How Does An Annuity Work?

Annuities are considered long term financial vehicles that are designed primarily to help investors from outliving their income in retirement. An annuity is an insurance contract that is issued by an insurance company. The money that is saved in an annuity – either in one lump sum, or through periodic deposits over time – can be converted into income payments that can last for a person’s (or for two people’s) lifetime, regardless of how long that may be.

Types of Annuities

With a fixed annuity, the issuing insurance company will guarantee both the principal and the earnings, and it will make fixed dollar payments throughout the chosen term of the contract.

Variable

With a variable annuity, the issuing insurer will guarantee a minimum amount of income payment. However, the remaining income payments will vary based on the performance of an underlying portfolio. This allows the opportunity for larger payments, but it can also present more risk.
The performance of an index annuity will be dependent upon an underlying market index, such as the S&P 500. These annuities allow for upside market opportunity (that is typically capped at a certain percentage), along with downside protection in a poorly performing market environment.

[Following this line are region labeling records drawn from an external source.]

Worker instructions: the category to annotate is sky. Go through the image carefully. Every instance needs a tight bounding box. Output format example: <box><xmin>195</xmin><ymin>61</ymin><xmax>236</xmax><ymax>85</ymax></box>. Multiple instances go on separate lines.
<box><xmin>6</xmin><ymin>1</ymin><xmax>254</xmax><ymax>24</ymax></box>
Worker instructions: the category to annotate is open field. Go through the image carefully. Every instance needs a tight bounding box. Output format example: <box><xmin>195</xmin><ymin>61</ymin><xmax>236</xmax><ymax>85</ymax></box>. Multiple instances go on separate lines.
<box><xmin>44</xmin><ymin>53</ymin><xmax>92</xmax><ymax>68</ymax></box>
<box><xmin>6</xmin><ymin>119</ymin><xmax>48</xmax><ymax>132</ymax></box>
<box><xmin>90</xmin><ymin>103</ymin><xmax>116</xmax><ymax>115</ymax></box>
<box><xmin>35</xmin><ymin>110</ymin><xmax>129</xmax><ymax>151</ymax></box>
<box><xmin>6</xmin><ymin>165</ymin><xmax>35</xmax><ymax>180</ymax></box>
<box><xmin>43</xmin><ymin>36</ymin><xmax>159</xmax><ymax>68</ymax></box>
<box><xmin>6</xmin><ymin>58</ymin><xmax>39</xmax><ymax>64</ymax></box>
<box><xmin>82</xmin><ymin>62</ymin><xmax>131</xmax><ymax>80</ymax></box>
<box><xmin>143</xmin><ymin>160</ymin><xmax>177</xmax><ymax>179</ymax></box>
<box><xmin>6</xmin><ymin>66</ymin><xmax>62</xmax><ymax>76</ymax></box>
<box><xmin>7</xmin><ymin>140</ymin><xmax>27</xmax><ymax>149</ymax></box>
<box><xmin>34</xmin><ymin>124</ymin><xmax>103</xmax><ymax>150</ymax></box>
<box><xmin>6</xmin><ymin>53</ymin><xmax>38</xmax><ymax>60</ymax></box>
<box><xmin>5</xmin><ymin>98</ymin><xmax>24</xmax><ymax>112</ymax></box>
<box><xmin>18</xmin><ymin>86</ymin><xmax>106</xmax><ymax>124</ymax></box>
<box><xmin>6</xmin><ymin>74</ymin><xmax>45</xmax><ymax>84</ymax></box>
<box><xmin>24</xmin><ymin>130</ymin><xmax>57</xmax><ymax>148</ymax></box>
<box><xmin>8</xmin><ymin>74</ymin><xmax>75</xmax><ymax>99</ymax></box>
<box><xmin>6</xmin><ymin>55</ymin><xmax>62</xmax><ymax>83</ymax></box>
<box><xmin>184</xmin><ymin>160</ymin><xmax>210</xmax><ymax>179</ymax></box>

There are Many Benefits to Owning an Annuity. These Can Include.

Tax Deferred Growth

The funds that are inside of an annuity are allowed to grow on a tax deferred basis. This means that there is no tax due on the gain until the time that the money is withdrawn. This can be many years down the road.

Income for Life

If the lifetime payout option is chosen, an annuity can provide an income for the remainder of an individual’s life – and if the joint life option is chosen, it will provide guaranteed lifetime income for a second named individual, such as a spouse or partner, as well. Because of this, an annuity can literally provide an income that cannot be outlived.

Compounded Interest

Due to the tax deferred aspect of annuities, interest can essentially compound on top of interest. In other words, because a prior year’s interest was not taxed, the investor can get the benefit of obtaining even more interest the following year on top of that, and so on.

Phases of an Annuity

Annuities have two key phases in their life spans. These include the accumulation phase and the annuitization phase.

The accumulation phase:

The accumulation phase is the period when the annuity holder is making deposits into the annuity. This may encompass a long period of time where many contributions are being made, or conversely, it may be just one large lump sum contribution.

The annuitization phase:

The annuitization phase is when the annuity starts to make income payments. This occurs when the money that has been deposited into the annuity is essentially converted over from savings into an ongoing income stream.

Annuity Payout Options

Annuities typically have a variety of different payout options to choose from. These can include:

  • Period Certain – With a period certain annuity payout option, the annuity will pay out a regular recurring income payment for a set number of years, no matter how long the recipient (annuitant) lives.
  • Life Only – The life only annuity payout option will provide the annuitant with recurring income payments for the remainder of his or her life – regardless of how long that may be.
  • Life with Period Certain – The life with period certain annuity payout option will combine the benefits of the period certain with the life only in that it offers payments for the rest of the annuitant’s life, but if that person passes away shortly after the income begins, then a named beneficiary will still receive income from the annuity for a set number of years.
  • Joint Life – The joint life annuity payout option is often chosen by couples who want to be sure that both individuals will receive income for the remainder of each of their lives. Here, the income payments will continue until each person has passed away.